Interview Questions and Answers
How do you approach a flaky Cypress test?
I capture the first failure and classify it as test, product, data, dependency, or infrastructure instability. I reproduce the CI profile, replace guesses with observable boundaries, repair isolation or synchronization, and retain a regression assertion.
Explain Cypress retry-ability versus test retries.
Retry-ability reruns queries and attached assertions within the same test attempt. Test retries rerun the failed it block and its beforeEach and afterEach hooks. The first helps synchronize expected UI change, while the second detects or contains inconsistent attempts.
Why are fixed waits harmful?
They encode an estimate rather than a condition. They waste time on fast runs and fail on slower ones. I wait on a network alias, enabled control, URL transition, removed loading state, or final record.
How do you make Cypress tests parallel-safe?
Each test creates run-scoped data, avoids shared mutable accounts, and cleans only records it owns. Setup and cleanup are idempotent because retries and failed attempts can repeat lifecycle hooks.
How do you configure retries without hiding defects?
I use a small run-mode allowance, no local retries by default, and reporting that marks fail-then-pass as flaky. I investigate the first attempt and never weaken assertions or change business logic on retry.
When would you quarantine a test?
Only as temporary containment for a known issue that blocks delivery and is not hiding a likely customer regression. The test keeps running separately with an owner, issue, evidence, and explicit exit criteria.
How do you choose the right layer for a flaky scenario?
I put deterministic calculations and boundary matrices in unit, component, or API tests, then keep representative integrated behavior in Cypress E2E. Moving layers must preserve the risk coverage, not merely remove a red test.
Frequently Asked Questions
Why are my Cypress tests flaky?
Common causes are fixed waits, late intercept registration, ambiguous selectors, stale elements, shared test data, real-time boundaries, service variability, and CI resource differences. Classify evidence before changing timeouts.
Does Cypress automatically retry failed tests?
Not by default. Cypress automatically retries many queries and assertions, but whole-test retries must be configured with the retries option.
What is a good Cypress retries configuration?
A common starting policy is runMode: 1 and openMode: 0. The exact value should reflect risk, CI cost, and a process that still reports fail-then-pass tests as flaky.

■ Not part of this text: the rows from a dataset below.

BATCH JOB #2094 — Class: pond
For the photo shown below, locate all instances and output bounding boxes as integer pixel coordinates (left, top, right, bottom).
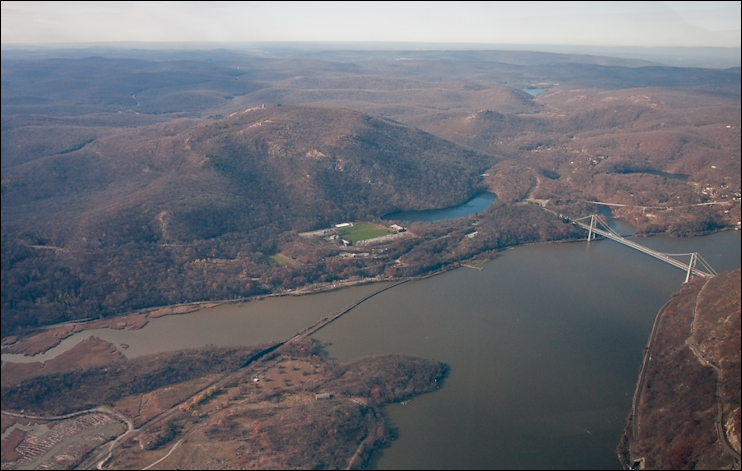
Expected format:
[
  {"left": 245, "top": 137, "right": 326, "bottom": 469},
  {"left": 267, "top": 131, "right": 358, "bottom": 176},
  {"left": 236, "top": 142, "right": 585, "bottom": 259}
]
[{"left": 382, "top": 192, "right": 497, "bottom": 222}]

Should I use cy.wait with milliseconds?
Use a fixed delay only when elapsed time itself is the behavior under test. For synchronization, wait on a named request or retrying user-visible state.
How do I fix tests that pass alone but fail in a suite?

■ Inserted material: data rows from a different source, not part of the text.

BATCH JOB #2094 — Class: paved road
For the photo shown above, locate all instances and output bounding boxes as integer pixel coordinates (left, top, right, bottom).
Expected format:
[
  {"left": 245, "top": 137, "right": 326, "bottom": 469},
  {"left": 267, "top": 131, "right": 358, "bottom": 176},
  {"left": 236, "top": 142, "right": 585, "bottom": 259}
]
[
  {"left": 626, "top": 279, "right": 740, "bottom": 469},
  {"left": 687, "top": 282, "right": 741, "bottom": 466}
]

Look for shared users, server records, storage, clock changes, aliases, and order dependencies. Give each test isolated setup and idempotent cleanup.

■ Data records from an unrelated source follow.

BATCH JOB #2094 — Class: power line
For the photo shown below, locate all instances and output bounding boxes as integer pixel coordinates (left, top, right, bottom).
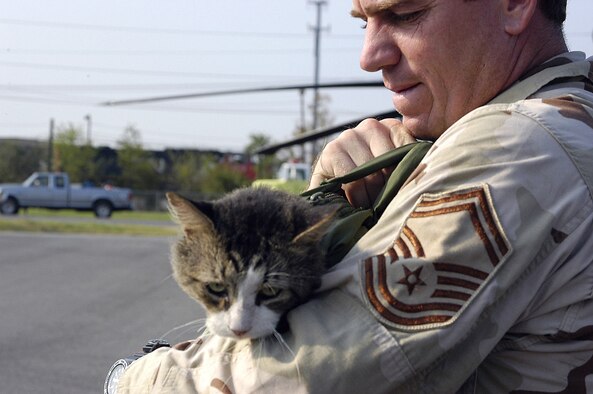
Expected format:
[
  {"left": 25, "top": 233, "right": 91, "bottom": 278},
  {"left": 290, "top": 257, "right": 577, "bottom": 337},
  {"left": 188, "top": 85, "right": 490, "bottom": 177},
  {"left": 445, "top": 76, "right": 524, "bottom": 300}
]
[
  {"left": 2, "top": 83, "right": 239, "bottom": 91},
  {"left": 0, "top": 94, "right": 95, "bottom": 106},
  {"left": 2, "top": 46, "right": 362, "bottom": 56},
  {"left": 0, "top": 61, "right": 309, "bottom": 80},
  {"left": 0, "top": 93, "right": 319, "bottom": 115},
  {"left": 0, "top": 18, "right": 313, "bottom": 39},
  {"left": 0, "top": 17, "right": 364, "bottom": 39}
]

Can cy.clock control backend time?
No. cy.clock controls browser timers in the application context. Remote services and databases need their own test-time controls or fixed API data.
What should a team do with quarantined flaky tests?
Keep them running in a visible non-blocking lane, assign an owner and issue, record the reason and date, and define an evidence-based exit condition. Do not silently skip them.